9. I have considered authorities cited by the Appellants. I do not see any relevance to the present situation. There is no dispute that the appellant has not complied with the ruling dated 27th November 2012 and strictly the appeal stood dismissed on the 91st day thereafter, that is on the 26th February 2013.
10. Mr. Mahinda Advocate submitted that this court cannot vary the court's ruling dated the 27th November 2012 on its own motion. It has to be moved to do so upon excusable explanations, to either set aside the said orders, or vary the same.
11. The appellant faced with the problems as explained in its affidavit and in the oral arguments ought, to have moved the court before the expiry of the period of 90 days, and not to wait until it was awoken by the respondents application dated 10th January 2014 and the Preliminary Objection filed on the 13th March 2017 in objection to the hearing of the appeal scheduled for the 15th March 2017.
12. In the Case Mukisa Biscuits Co. -vs- Westend Distributors Ltd (1969) EA 701it was held that:
“A preliminary objection raises a pure point of law which if argued, on the presumption that all the facts pleaded by the other side are correct. It cannot be raised if any fact has to be ascertained or if what is sought is the exercise of judicial discretion---”
13. This court is satisfied that the Preliminary Objection is well founded as it raises a point of law that the appeal stood dismissed on the expiry of the 90 days and hence there is no appeal to be heard. The appellant did not urge the court otherwise but took a tour of explanation as to why the appeal could not be listed for hearing within the 90 days.
14. I have stated, in my view what the appellant ought to have done.
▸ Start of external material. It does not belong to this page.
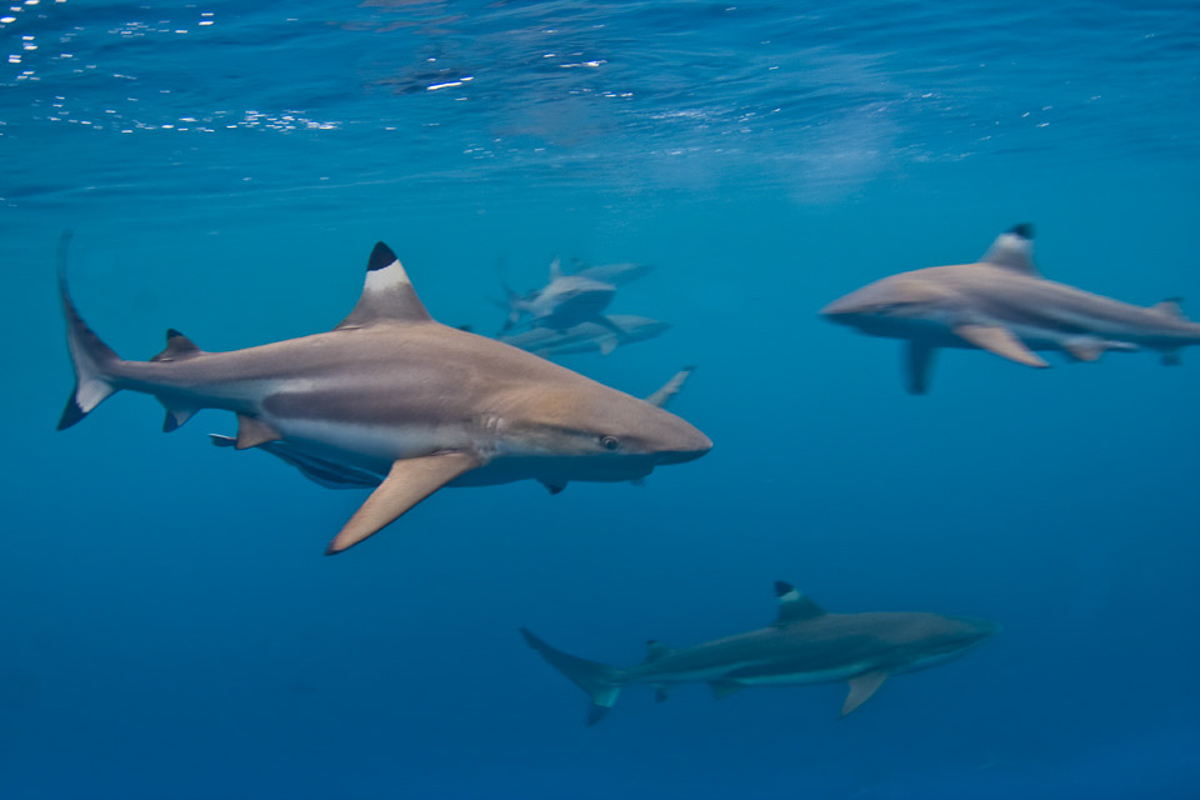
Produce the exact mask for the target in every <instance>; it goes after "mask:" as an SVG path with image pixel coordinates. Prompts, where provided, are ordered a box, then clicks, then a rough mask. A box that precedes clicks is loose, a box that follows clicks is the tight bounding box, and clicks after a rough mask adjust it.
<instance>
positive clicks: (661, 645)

The court's discretion has not been sought as the facts leading to the preliminary objection are pure points of law, requiring no calling of evidence. See Janet Syokau Kaswii -vs- Kathonzweni Financial Services Association (2014) e KLR.
15. In the matter of Kenya Union of commercial, Food and Allied Workers -vs- Water Resource Management Authority & Another (2015) e KLRthe court was of the view that
“-----a preliminary objection if not properly applied is a dangerous tool of operation, that it can lock out deserving litigants out of their causes, but on the other hand it could condemn deserving respondents to undue pressure and costs in pursuing undue litigation.”
16. Much as the Court sympathises with the Appellants circumstances, its hands are tied as an appeal that is dismissed cannot be fixed for hearing unless by a court order setting aside the dismissal order or varying any such order, for out of nothing comes nothing. For those reasons the application dated 10th January 2014 by the Respondent is allowed. The appeal stood dismissed after the expiry of 90 days from the 26th November 2012. There is no valid appeal on record.
17. As costs follow the event and there being no special circumstances to vary that principle stated under Section 25 of the Civil Procedure Act, the costs of the appeal shall be borne by the appellant.
Dated, Signed and Delivered this 27th Day of April 2017.